Demographischer Wandel und Integration in Köln

Der demographische Wandel der Industriegesellschaften wird besonders in den Städten sichtbar. Besondere Bedeutung kommt in diesem Prozess der Zuwanderung aus dem Ausland zu, da sie einerseits den Schrumpfungs- und Alterungsprozess verlangsamt, andererseits aber jedoch die Heterogenisierung der Lebensstile beschleunigt. Die Integration der verschiedenen Bevölkerungsgruppen erfordert erhebliche Anstrengungen, birgt aber auch zahlreiche Chancen.

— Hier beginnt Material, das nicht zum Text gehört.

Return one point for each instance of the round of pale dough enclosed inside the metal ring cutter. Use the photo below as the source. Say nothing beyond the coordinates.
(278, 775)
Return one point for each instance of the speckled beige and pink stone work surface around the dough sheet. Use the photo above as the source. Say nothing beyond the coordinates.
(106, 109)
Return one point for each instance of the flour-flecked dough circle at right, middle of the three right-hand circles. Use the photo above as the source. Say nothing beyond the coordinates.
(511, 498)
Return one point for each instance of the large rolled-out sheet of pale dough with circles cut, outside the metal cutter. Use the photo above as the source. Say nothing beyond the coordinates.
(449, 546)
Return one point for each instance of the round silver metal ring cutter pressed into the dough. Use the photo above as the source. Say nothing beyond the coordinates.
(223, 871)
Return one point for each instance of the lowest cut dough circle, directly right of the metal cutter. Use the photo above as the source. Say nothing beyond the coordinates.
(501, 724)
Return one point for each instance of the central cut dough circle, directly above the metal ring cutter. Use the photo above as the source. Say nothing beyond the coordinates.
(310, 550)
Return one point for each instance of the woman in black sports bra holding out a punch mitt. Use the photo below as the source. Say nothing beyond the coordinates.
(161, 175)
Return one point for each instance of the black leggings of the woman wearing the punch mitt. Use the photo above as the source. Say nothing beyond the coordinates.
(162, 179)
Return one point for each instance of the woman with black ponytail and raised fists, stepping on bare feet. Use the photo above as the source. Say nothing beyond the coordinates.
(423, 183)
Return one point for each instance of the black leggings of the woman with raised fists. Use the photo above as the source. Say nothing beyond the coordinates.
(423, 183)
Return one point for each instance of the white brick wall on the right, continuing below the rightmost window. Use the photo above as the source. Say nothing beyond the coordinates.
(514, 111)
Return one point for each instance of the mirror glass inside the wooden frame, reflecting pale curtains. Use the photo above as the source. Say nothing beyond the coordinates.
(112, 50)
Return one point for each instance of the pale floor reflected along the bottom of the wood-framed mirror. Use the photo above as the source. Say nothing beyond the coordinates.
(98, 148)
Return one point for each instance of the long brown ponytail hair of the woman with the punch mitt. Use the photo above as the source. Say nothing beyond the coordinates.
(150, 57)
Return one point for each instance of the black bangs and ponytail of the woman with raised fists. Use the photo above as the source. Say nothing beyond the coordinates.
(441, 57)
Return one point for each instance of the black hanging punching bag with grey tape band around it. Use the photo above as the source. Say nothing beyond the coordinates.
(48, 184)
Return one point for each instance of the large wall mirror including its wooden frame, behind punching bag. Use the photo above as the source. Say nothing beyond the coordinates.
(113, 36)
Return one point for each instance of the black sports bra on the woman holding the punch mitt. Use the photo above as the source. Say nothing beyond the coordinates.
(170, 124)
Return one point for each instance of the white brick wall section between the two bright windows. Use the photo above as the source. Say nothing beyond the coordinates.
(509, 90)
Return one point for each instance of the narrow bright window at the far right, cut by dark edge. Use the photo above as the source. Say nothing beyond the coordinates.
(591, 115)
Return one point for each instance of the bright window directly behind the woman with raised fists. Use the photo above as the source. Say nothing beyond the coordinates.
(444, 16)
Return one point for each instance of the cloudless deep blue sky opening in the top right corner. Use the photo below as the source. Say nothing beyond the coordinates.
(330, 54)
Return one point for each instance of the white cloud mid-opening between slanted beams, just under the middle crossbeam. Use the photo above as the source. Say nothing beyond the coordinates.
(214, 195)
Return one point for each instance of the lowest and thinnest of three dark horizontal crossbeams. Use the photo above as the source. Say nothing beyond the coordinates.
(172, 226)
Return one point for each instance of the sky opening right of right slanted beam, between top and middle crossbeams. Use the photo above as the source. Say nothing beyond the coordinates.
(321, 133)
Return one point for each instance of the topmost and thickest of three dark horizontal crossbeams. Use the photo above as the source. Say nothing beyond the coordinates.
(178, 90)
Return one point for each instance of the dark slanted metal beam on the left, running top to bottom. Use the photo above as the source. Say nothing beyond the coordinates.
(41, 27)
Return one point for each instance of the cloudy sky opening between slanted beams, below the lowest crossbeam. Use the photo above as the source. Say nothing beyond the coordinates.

Um eine bedarfsgerechte, strategische, zielgerichtete und daher kleinräumige bzw. sozialräumliche Strategie entwickeln zu können ist zunächst notwendig, sich ein Bild über die derzeitige und soweit möglich künftige Lebenssituation der Zuwanderer zu machen. Der Rat der Stadt Köln hat daher eine Befragung von Personen mit Zuwanderungshintergrund zu integrationsrelevanten Fragestellungen in Auftrag gegeben, die empirische Informationen zur Lebenssituation und Lebenseinstellung einschließlich der Zukunftsplanung sowie dem Grad der Integration der Kölner Bevölkerung mit Zuwanderungshintergrund liefern soll.

In vier ausgewählten Sozialräumen der Stadt Köln werden repräsentativ 1.600 Face-to-face-Interviews mit Personen mit Migrationshintergrund geführt und vergleichend mit einer Befragung zum demographischen Wandel der Gesamtbevölkerung in der Stadt Köln, jedoch unter integrationsrelevanten Fragestellungen ausgewertet. Die Daten werden von Krämer Marktforschung GmbH Münster erhoben, die Studienkonzeption und Auswertung wird durch das ZfTI erfolgen.